La Commission européenne va envoyer des recommandations à chaque État membre pour l’aider à construire son plan stratégique national (PSN). Mais c’est aussi elle qui au final va valider ce plan. N’y a-t-il pas une crainte de verrouillage dès le départ ?
En effet. C’est pourquoi je demande, avec d’autres États membres, à ce que les PSN soient discutés au niveau du Conseil et non pas au niveau de la Commission européenne. Les PSN, c’est un acte politique et c’est un gage de toute la convergence européenne.

Quel regard portez-vous sur les propositions de l’Assemblée citoyenne pour l’agriculture (ACA), qui s’est réunie du 25 au 27 septembre dans le cadre de l’élaboration du PSN pour la Pac 2022 ?
Les résultats définitifs de cette consultation ne seront connus que d’ici plusieurs semaines. Mais je veux lever une inquiétude - car j’ai beaucoup été interpellé sur le sujet pendant le week-end dernier - sur le fait que l’on confierait les «clés du camion» à des citoyens tirés au sort sur la politique agricole… Il est dans notre intérêt à tous d’avoir un débat avec les citoyens sur l’agriculture et le rôle de l’Europe dans notre agriculture. C’est un bel exercice que de pouvoir confronter son point de vue. J’ai rencontré ces citoyens et les débats étaient de qualité et très intéressants. C’est aussi un élément qui entre dans la préparation du Plan stratégique national. Bien sûr, tout le PSN ne repose pas sur cet événement, mais il en fait partie. Enfin, il faut rappeler que ce type de consultation est obligatoire. La loi nous impose de consulter les citoyens avant le PSN, au niveau français, comme au niveau européen. En France, cette obligation passe par la Commission nationale du débat public (CNDP). Je pense qu’il faut plutôt la voir comme une opportunité que comme une crainte.

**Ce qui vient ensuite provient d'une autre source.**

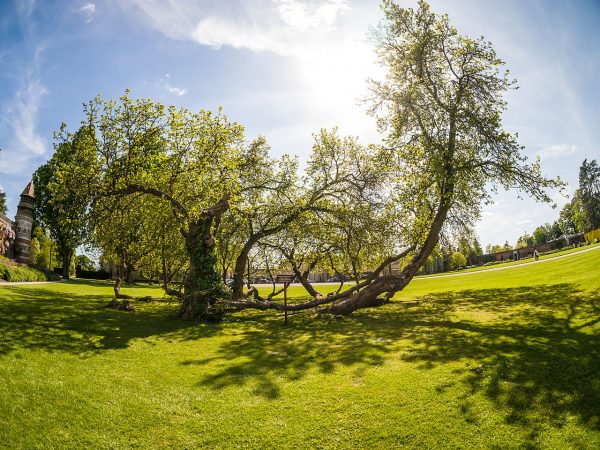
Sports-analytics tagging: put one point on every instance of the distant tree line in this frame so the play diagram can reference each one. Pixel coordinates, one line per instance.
(580, 215)
(185, 194)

Top départ du recensement général agricole depuis le 1er octobre

Le ministère de l’Agriculture devait lancer le recensement général agricole le 1er octobre, a indiqué le ministre de l’Agriculture Julien Denormandie le 28 septembre lors d’un entretien avec Agra Presse et plusieurs titres de la presse agricole départementale. Cette enquête, qui se finira fin mars 2021, «concerne les 420 000 exploitations françaises», a-t-il précisé. «J’appelle les agriculteurs à [y] prendre part massivement», a lancé M. Denormandie, rappelant qu’il s’agit d’un «acte civique qui n’a comme d’autre finalité que de pouvoir adapter nos politiques au bénéfice justement de ceux qui vont y répondre.»

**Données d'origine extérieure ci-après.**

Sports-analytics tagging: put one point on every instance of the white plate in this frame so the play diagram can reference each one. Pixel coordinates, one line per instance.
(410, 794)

Pour 350 000 exploitations, le recensement se fera en ligne sur la base d’un questionnaire «simple, facile, et en partie pré-rempli en utilisant les données de la Pac». Pour les quelque 70 000 exploitations restantes, le ministère prévoit des entretiens - soumis au consentement des agriculteurs - permettant «d’aller un cran plus loin et de bénéficier du ressenti». «C’est un événement incroyablement important, car c’est ce qui doit nous permettre de définir des politiques publiques qui sont les plus adaptées aux réalités du terrain», insiste le locataire de la Rue de Varenne. La dernière vague du recensement général, obligatoire tous les dix ans pour tous les États membres de l’UE, a eu lieu en 2010. L’édition 2020 comportera des nouveautés sur les mutations des exploitations (détenteurs du capital, recours à l’externalisation, etc.), ainsi que des données plus détaillées sur la bio et la diversification.